Discussions around big data ethics have underscored serious methodological concerns related to data cleaning, data selection and interpretation, the invasive potential of data analytics, as well as the potential de-humanizing effects of replacing human communication and engagement with automated machine-learning algorithms and feedback. Keeping too much data, including learner’s digital privacy-sensitive data, for too long may actually be harmful and lead to mistrust of the system or institution that has been entrusted to protect personal data. Within LPSS, a literature review informed the development of internal LPSS guidelines for addressing trust issues which comply with relevant privacy laws in Canada and abroad.

Researchers and developers must be mindful of the affordances and limitations of big data, including data mining and predictive learning analytics, in order to construct useful future directions. Working together in teams, whether in industry or academia, should allow researchers to address the inherent fallacies and biases in their work, to tackle the important issues and challenges in big data and data-driven systems in order to add value to the learning and performance support process.
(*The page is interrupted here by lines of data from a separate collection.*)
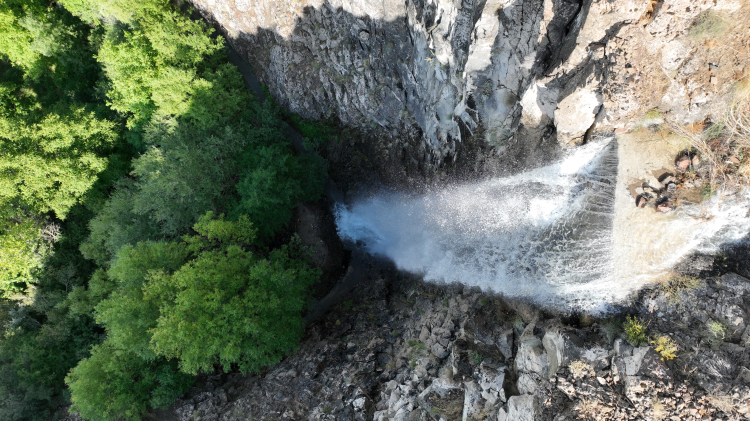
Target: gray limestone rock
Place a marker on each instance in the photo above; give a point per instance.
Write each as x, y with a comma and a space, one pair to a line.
522, 408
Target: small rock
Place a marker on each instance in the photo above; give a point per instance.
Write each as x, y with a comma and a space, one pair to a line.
439, 350
664, 207
502, 415
683, 163
522, 408
641, 201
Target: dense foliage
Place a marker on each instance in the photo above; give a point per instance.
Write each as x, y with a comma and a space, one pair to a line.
140, 188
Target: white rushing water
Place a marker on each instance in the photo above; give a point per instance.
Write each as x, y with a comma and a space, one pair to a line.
545, 234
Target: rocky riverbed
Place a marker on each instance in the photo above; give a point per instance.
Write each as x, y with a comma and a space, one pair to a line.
400, 349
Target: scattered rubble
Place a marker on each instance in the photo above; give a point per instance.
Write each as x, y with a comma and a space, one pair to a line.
405, 350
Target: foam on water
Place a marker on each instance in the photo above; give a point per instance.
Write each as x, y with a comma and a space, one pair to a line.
545, 234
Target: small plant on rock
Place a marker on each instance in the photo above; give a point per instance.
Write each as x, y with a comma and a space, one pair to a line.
716, 333
635, 331
675, 284
476, 357
664, 346
580, 369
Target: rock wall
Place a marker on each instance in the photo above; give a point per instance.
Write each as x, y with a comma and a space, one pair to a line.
408, 351
419, 78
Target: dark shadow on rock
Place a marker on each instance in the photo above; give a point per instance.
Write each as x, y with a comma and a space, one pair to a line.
369, 76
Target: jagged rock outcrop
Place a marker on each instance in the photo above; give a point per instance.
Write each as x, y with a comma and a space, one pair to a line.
422, 79
372, 358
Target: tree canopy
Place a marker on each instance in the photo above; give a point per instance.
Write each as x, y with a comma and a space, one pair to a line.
141, 189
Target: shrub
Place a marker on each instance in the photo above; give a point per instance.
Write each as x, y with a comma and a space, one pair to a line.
580, 369
115, 384
715, 333
476, 357
708, 24
664, 346
635, 331
675, 284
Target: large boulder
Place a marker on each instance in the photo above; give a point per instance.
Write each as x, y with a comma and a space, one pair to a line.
576, 114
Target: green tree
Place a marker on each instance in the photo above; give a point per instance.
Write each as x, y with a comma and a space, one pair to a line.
126, 315
116, 384
228, 305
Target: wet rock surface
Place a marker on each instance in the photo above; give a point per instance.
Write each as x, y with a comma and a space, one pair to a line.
437, 87
399, 349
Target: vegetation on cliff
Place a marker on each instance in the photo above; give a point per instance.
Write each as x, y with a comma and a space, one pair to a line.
141, 187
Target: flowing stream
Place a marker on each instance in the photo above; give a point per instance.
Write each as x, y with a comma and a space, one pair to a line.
550, 234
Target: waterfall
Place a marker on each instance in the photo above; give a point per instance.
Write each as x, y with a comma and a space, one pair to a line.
546, 234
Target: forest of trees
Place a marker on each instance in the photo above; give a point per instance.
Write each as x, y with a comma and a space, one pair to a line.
144, 193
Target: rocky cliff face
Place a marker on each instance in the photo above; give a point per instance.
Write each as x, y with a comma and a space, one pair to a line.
424, 79
401, 350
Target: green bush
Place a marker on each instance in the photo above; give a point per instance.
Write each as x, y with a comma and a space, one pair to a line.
674, 285
708, 24
114, 384
635, 331
716, 332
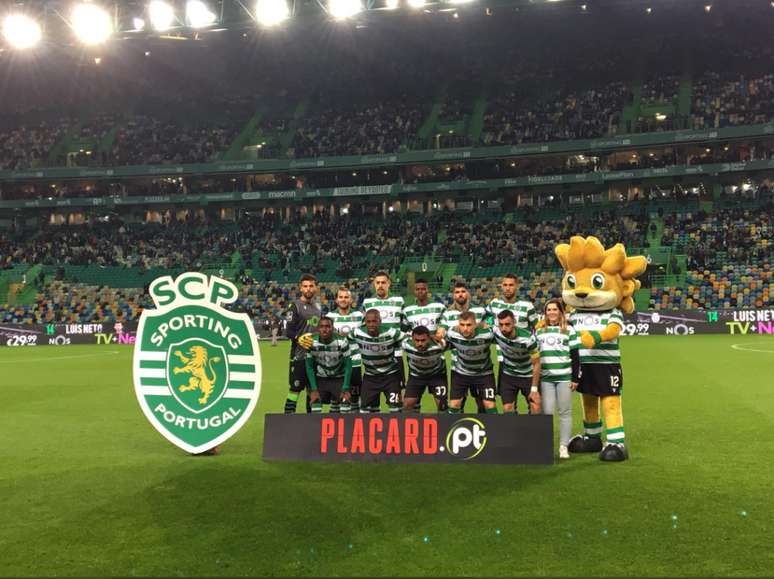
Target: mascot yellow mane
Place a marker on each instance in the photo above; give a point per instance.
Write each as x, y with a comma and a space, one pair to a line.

New and emerging technologies in open learning environments and access to an abundance of resources in learning ecosystems, as well as new methods for combining data from personal learning, work, and social environments enable the ability of adaptive learning software to close the loop between learning and performance support; however, important issues and challenges still need to be addressed to improve learner’s trust in the learning ecosystem. These remaining issues and challenges pave the way for important future research directions to emerge.